The net of this is that the current rush to massive implementations of wind plants is an extremely premature, unwise policy. Of the two, wind and solar, direct tapping of solar energy has by far the most useful and effective outlook for renewables, but the entry point for utility-scale commercialization of this is still many decades away. We need a well thought out energy use evolution in the meantime, not a revolution.
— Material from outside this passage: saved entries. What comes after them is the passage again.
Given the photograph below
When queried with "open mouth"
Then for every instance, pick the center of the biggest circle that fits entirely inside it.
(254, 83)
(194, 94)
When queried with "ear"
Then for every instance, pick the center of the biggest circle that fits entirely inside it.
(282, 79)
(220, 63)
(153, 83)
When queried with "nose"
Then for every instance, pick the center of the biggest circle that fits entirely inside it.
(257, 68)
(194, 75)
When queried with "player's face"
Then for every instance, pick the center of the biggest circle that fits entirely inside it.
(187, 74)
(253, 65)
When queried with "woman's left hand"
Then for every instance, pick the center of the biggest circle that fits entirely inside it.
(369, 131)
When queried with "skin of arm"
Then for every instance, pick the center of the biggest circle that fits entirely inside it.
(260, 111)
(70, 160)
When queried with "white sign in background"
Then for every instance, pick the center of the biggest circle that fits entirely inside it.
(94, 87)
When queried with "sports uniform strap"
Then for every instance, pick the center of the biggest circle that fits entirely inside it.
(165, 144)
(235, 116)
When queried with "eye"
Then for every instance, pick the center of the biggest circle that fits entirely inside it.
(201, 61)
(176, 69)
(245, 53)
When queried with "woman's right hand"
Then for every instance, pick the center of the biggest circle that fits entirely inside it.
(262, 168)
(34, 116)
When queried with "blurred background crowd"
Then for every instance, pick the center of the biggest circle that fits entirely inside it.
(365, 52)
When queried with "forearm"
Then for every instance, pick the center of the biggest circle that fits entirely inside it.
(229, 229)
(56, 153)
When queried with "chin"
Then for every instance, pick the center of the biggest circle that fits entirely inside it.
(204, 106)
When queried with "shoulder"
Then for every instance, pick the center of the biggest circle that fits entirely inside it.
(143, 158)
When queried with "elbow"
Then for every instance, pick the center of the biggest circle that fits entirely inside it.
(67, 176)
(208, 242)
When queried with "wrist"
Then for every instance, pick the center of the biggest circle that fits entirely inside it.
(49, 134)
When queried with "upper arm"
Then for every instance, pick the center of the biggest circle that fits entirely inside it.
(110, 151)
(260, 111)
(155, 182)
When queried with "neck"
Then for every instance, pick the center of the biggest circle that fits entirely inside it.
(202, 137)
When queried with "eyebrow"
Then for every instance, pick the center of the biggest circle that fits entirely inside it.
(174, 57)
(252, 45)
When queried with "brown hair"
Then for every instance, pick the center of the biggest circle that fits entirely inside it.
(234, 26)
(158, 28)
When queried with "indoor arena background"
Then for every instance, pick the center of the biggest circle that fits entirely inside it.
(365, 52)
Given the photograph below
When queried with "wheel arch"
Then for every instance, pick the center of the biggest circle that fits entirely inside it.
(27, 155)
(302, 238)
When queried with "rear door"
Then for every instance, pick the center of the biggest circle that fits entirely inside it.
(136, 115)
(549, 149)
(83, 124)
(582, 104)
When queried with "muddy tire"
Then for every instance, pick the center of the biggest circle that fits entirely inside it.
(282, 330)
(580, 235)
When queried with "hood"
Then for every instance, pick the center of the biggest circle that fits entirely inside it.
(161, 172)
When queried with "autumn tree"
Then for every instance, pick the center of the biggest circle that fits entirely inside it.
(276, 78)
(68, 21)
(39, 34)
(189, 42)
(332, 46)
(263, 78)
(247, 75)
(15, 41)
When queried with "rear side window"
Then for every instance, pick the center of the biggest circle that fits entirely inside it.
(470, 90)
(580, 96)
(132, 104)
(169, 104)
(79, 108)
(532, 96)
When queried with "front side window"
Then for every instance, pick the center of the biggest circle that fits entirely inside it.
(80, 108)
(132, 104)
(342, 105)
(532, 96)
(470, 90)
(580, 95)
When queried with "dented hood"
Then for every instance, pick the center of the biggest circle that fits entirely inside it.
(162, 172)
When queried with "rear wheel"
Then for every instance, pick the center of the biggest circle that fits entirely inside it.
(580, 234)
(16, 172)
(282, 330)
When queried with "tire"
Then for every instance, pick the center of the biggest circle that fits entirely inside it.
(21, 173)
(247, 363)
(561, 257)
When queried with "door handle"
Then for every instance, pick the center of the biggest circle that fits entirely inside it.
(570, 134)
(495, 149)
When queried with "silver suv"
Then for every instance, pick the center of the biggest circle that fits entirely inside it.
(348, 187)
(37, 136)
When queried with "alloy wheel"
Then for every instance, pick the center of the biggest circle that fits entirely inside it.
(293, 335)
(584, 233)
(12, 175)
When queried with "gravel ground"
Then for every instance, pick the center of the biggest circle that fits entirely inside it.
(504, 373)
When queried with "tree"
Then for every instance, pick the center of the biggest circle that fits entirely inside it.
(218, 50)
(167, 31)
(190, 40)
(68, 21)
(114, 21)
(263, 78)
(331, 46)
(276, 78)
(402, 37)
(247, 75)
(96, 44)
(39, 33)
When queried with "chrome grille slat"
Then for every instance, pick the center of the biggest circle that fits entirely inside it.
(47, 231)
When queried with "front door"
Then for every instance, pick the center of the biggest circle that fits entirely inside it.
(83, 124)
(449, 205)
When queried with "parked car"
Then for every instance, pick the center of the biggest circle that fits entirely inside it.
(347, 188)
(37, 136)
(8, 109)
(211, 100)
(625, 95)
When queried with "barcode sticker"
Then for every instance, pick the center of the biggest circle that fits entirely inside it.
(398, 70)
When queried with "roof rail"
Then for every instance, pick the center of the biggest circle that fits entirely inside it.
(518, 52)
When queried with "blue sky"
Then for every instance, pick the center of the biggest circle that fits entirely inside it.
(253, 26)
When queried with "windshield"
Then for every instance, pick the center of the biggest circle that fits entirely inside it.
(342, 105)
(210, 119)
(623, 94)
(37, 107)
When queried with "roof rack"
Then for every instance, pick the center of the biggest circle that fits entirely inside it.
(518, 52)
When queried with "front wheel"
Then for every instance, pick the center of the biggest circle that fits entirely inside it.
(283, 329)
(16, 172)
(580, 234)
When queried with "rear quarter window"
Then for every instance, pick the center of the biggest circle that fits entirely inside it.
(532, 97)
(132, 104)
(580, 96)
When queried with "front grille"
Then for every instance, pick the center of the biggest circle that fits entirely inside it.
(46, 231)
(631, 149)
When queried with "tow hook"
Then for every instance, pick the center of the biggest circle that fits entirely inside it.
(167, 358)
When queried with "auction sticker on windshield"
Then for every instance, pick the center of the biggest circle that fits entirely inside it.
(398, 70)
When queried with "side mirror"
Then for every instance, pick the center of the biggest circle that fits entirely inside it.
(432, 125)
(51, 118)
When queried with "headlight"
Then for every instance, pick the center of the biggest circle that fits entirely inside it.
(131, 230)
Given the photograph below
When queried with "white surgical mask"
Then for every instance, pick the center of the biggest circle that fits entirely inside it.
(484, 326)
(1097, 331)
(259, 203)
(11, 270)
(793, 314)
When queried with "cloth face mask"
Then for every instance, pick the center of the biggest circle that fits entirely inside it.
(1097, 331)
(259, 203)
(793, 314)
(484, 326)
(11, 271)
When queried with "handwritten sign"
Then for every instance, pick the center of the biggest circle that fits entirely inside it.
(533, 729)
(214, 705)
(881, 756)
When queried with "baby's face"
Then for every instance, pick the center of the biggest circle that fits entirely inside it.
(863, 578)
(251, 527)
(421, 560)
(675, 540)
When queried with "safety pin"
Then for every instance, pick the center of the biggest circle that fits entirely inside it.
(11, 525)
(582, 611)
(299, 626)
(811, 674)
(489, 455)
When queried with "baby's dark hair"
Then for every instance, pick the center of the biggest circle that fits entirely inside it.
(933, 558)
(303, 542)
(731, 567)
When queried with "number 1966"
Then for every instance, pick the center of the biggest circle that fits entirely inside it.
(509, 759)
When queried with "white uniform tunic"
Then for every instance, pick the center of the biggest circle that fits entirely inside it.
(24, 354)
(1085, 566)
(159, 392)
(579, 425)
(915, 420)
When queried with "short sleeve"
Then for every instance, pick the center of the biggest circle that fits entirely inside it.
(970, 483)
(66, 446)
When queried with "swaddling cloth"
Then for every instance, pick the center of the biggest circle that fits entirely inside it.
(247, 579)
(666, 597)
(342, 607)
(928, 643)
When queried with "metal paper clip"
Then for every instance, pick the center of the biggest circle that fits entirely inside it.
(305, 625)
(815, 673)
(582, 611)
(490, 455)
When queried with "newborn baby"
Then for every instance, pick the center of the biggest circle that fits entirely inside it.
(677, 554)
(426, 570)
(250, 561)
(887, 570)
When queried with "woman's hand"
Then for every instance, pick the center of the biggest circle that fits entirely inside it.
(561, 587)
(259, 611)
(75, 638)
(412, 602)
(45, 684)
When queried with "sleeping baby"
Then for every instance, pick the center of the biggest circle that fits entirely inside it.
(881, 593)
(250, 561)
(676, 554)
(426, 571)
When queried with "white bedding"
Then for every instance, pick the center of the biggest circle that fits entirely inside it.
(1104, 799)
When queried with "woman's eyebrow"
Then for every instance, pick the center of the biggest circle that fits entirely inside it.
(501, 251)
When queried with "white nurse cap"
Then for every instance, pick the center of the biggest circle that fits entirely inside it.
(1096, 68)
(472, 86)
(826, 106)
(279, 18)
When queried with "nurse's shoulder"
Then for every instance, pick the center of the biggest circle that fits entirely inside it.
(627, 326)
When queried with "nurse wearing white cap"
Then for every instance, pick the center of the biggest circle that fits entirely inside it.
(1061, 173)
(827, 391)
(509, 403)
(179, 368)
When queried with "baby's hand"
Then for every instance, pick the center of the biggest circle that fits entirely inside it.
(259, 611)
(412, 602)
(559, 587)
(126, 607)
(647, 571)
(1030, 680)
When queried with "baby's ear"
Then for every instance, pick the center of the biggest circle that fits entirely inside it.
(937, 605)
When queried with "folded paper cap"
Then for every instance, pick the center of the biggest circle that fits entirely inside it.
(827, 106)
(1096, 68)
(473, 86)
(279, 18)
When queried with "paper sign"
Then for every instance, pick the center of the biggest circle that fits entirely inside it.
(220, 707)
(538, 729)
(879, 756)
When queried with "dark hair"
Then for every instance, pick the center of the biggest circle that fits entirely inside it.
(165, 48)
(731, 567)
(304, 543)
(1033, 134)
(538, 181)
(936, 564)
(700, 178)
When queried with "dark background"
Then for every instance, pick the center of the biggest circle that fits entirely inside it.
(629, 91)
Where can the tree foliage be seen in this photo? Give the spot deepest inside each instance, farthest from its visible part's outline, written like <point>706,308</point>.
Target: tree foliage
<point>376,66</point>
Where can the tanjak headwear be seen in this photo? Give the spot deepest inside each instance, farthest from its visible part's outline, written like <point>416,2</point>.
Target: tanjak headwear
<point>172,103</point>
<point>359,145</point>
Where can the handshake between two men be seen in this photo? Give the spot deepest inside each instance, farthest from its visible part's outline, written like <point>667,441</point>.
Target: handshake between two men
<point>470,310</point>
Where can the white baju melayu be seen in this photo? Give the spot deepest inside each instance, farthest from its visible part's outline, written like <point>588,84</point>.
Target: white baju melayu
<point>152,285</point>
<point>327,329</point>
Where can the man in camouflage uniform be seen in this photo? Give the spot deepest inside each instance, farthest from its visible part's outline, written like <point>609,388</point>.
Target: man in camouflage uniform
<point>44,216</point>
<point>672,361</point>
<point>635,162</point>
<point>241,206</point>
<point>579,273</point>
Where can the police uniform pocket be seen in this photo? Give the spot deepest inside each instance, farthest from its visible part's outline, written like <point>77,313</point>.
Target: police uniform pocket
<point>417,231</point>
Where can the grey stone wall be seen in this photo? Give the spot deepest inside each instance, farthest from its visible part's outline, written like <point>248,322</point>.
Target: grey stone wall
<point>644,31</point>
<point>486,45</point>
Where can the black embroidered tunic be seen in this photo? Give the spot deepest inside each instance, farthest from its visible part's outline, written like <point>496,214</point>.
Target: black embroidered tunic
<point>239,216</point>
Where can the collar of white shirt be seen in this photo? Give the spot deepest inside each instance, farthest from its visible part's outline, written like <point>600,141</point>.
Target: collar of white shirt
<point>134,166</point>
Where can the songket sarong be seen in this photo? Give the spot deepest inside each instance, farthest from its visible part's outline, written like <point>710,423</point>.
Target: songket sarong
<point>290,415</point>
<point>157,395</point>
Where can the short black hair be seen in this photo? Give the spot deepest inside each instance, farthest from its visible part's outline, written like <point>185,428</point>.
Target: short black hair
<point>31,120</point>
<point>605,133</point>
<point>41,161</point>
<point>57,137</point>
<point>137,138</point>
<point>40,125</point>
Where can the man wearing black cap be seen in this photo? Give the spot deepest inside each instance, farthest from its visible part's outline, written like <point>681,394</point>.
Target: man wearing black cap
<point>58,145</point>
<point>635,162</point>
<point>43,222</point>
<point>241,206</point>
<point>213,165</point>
Based on power density, this is how Smil summarizes the outlook for renewables:
As a result, these new energy infrastructures would have to be spread over areas ten to a thousand times larger than today’s infrastructure of fossil fuel extraction, combustion and electricity generation: this is not an impossible feat, but one posing many regulatory (environmental assessments of affected areas, rights-of-way permission and inevitable lawsuits), technical and logistic challenges. Higher reliance on renewable energies may be desirable (mainly because of perceived environmental and strategic reasons) and technical advances would also make it an increasingly appealing economic choice–-but inherently low power densities of these conversions will require a new system of fuel and electricity supply that will be able to substitute for today’s dominant practices only after decades of gradual development.
Power density alone establishes wind as unworthy of the diversion of significant amounts of national wealth, human resources, especially within our governments, and time, all of which could be more productively used.
However, wind also fails in the other dimension of power–capacity value. This is the consequence of its randomness and intermittency of supply, which has the effect of shifting the power density comparison even less favorably for renewables. This will be addressed in Part III.